Because I spent a good chunk of time in PHASE ONE I knew what my desires were, what my non negotiable were, the type of life I dreamt of so from that place I crafted a VERY specific ideals list for my dream partner.

and truly this is ALL the time/energy/work I’ve spend ‘finding’ my dream partner.


PHASE FOUR: maintenance

Now you’re in it, and wondering… cool NOW WHAT THE HELL DO I DO TO MAINTAIN AND HOLD THIS BEAUTY!?

Communicate, communicate, & communicate some more.

Because you spent such beautiful time in Phase One learning deeply about yourself, what you need, what you love, what makes you happy, how to prioritize yourself ~ start voicing these components of yourself to your partner.

When something makes you sad, angry, uncomfortable, when you don’t feel like your needs are getting met ~ communicate IT.

Continue to DEEPLY nourish yourself, so your cup is overflowing into the relationship.

Don’t depend on your partner to fill your cup, ever honestly. Thats your job.

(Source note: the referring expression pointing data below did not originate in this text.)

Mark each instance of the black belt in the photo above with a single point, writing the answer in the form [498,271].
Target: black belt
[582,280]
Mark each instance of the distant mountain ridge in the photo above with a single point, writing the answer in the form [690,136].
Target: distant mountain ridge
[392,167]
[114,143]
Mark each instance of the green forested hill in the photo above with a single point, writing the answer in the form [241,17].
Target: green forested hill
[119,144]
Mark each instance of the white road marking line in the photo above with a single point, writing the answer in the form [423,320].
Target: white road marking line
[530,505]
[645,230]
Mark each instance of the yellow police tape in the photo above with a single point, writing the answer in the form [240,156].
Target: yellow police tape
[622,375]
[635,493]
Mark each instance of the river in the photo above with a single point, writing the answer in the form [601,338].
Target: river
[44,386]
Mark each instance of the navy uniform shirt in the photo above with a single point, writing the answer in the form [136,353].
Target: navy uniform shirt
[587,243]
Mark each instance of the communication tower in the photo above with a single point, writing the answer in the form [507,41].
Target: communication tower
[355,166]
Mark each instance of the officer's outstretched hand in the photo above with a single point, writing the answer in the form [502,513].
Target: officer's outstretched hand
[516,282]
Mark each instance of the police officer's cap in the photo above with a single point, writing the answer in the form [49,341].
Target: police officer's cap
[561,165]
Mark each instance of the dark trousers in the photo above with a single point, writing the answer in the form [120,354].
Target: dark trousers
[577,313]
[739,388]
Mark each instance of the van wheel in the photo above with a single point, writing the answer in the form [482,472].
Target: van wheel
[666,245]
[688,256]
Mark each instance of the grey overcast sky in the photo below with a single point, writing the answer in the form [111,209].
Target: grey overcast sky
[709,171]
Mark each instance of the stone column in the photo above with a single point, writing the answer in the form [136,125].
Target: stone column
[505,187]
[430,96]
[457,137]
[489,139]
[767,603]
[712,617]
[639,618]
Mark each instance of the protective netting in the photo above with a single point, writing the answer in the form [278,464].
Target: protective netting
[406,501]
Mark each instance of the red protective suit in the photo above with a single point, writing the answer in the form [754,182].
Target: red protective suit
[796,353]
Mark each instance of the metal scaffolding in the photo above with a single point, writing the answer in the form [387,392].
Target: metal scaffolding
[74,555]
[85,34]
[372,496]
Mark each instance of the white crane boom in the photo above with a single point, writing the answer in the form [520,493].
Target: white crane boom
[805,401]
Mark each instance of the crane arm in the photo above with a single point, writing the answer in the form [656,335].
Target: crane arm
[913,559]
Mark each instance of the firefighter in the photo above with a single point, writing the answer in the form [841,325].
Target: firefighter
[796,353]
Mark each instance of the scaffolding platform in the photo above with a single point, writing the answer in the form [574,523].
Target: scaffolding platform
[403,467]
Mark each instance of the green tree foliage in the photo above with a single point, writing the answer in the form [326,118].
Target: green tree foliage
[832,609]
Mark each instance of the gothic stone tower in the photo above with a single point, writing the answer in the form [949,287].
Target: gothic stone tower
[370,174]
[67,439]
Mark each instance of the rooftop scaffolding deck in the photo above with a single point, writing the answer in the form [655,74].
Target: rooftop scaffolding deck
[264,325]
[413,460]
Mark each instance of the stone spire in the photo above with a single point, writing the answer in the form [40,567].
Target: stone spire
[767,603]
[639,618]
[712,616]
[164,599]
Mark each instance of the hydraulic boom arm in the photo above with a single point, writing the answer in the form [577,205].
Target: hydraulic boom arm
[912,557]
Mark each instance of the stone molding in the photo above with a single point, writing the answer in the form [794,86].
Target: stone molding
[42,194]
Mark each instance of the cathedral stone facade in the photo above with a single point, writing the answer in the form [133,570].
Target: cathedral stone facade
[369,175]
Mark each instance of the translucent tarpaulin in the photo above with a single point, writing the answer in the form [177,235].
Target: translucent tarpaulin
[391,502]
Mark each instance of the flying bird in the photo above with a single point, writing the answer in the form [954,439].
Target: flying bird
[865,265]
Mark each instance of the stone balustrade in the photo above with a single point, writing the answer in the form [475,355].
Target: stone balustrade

Begin diving into your sexuality. How do you like to be touched? What makes you orgasm? What are your fantasies? What do you want to try together?

Voice these to your partner, & ask your partner what THEY like.

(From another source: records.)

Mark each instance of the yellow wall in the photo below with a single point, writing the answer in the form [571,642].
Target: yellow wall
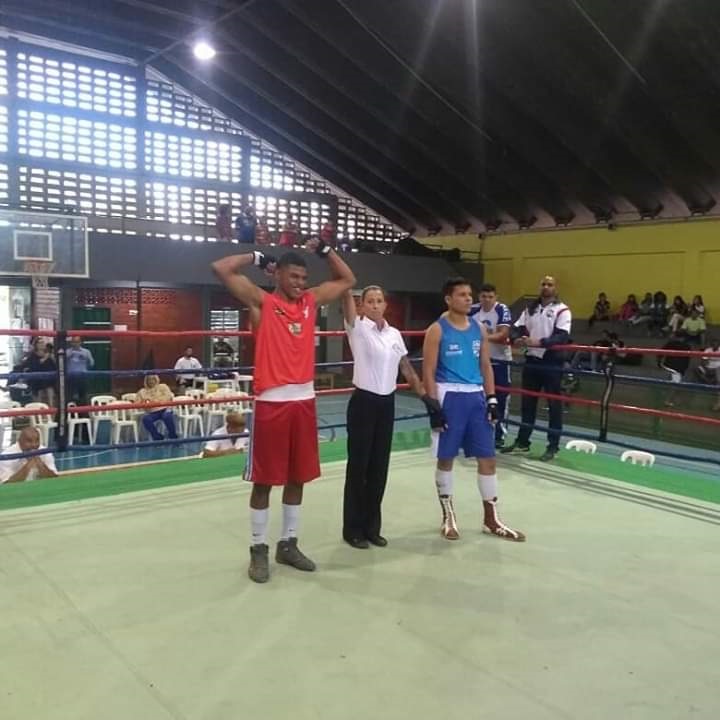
[678,258]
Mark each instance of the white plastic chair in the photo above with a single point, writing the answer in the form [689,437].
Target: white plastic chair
[582,446]
[638,457]
[121,418]
[75,421]
[7,422]
[100,415]
[188,415]
[44,423]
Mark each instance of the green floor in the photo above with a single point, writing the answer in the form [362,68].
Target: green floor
[137,605]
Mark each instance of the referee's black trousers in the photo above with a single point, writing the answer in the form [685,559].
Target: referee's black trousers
[537,376]
[370,419]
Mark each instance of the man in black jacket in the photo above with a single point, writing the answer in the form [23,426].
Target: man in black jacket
[545,323]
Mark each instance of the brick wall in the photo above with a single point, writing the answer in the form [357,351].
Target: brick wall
[161,309]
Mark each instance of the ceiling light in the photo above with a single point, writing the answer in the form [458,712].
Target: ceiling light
[203,50]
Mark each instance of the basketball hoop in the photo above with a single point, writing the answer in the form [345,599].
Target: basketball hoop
[39,272]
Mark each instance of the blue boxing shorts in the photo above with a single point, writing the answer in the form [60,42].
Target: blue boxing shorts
[468,427]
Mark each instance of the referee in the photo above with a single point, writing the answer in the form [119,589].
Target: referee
[379,351]
[546,322]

Learn each other’s Love Languages & then DO THOSE things for each other.


the piece that makes the different is PHASE ONE

it’s learning how to set boundaries, it’s learning what you NEED to be your best, its learning what makes you your worst, its learning your insecurities, its learning how to have the hard conversations ALWAYS, its learning how to give yourself the absolute BEST self care, how to be your healthiest and most nourished so you can show up your BEST in a relationship

for me it was learning what made me act so controlling in relationships, so I could heal that & stop emasculating men

it was learning how crucial feeling safe is to me in a relationship & how safety leads to delicious sexual exploration together

it was realizing that a high level of communication is imperative for me to open my heart in a relationship

since week two of Jordan and me, I have consistently said ‘the hard thing’ when needed

because I have learned HOW imperative speaking up in ~ how playing ‘the cool girl’ ‘the low maintenance girl’ is actually so detrimental to being happy/supported/taken care of & leading to some serious resentments aka SEX KILLER

per example: week two I was a little sick and I didn’t feel he showed up enough for me and I kn ew that I had the option to keep quiet about it & play the cool girl.. which would lead me to feel disconnected from him, OR I could speak up and let him know how I liked to be loved & supported cause WE AREN’T mind readers.

It was terrifying, AND since that moment he exceeds in every way I could ever imagined in terms of being taken care of.


I am by NO MEANS an expert on relationships ~ I have merely spent a year devoted to the work of having the healthiest most conscious one possible & I have crafted that exact experience for myself

The recap steps I recommend if you are seeking the relationship of your dreams, whether that be a new partner or to reignite in your marriage / long term partnership is:

Reconnect with YOURSELF ~ find YOUR happiness/joy/passions/needs/excitement/non negotiables, invest in a mentor to support your journey back to YOU, find a therapist, HEAL YOUR SHIT, figure out what you LOVE sexually (explore, masturbate, learn about pleasure/your desires)

Find your COMMUNITY ~ it takes a fucking tribe my loves, don’t EVER doubt that part to having a sustainable healthy relationship; find couples who are thriving to spend time with, find YOUR people to hold you when you need it

Learn your RELATIONSHIP blueprint ~ dive deep into your patterns in relationships, listen to podcast by love experts, read articles/books on what it takes to be an AMAZING partner, learn how to ditch ‘cool girl persona’ & speak the fuck up with what you need,

AND ABOVE ALL ELSE, have fun!

Make it the greatest messiest explorative journey of your life!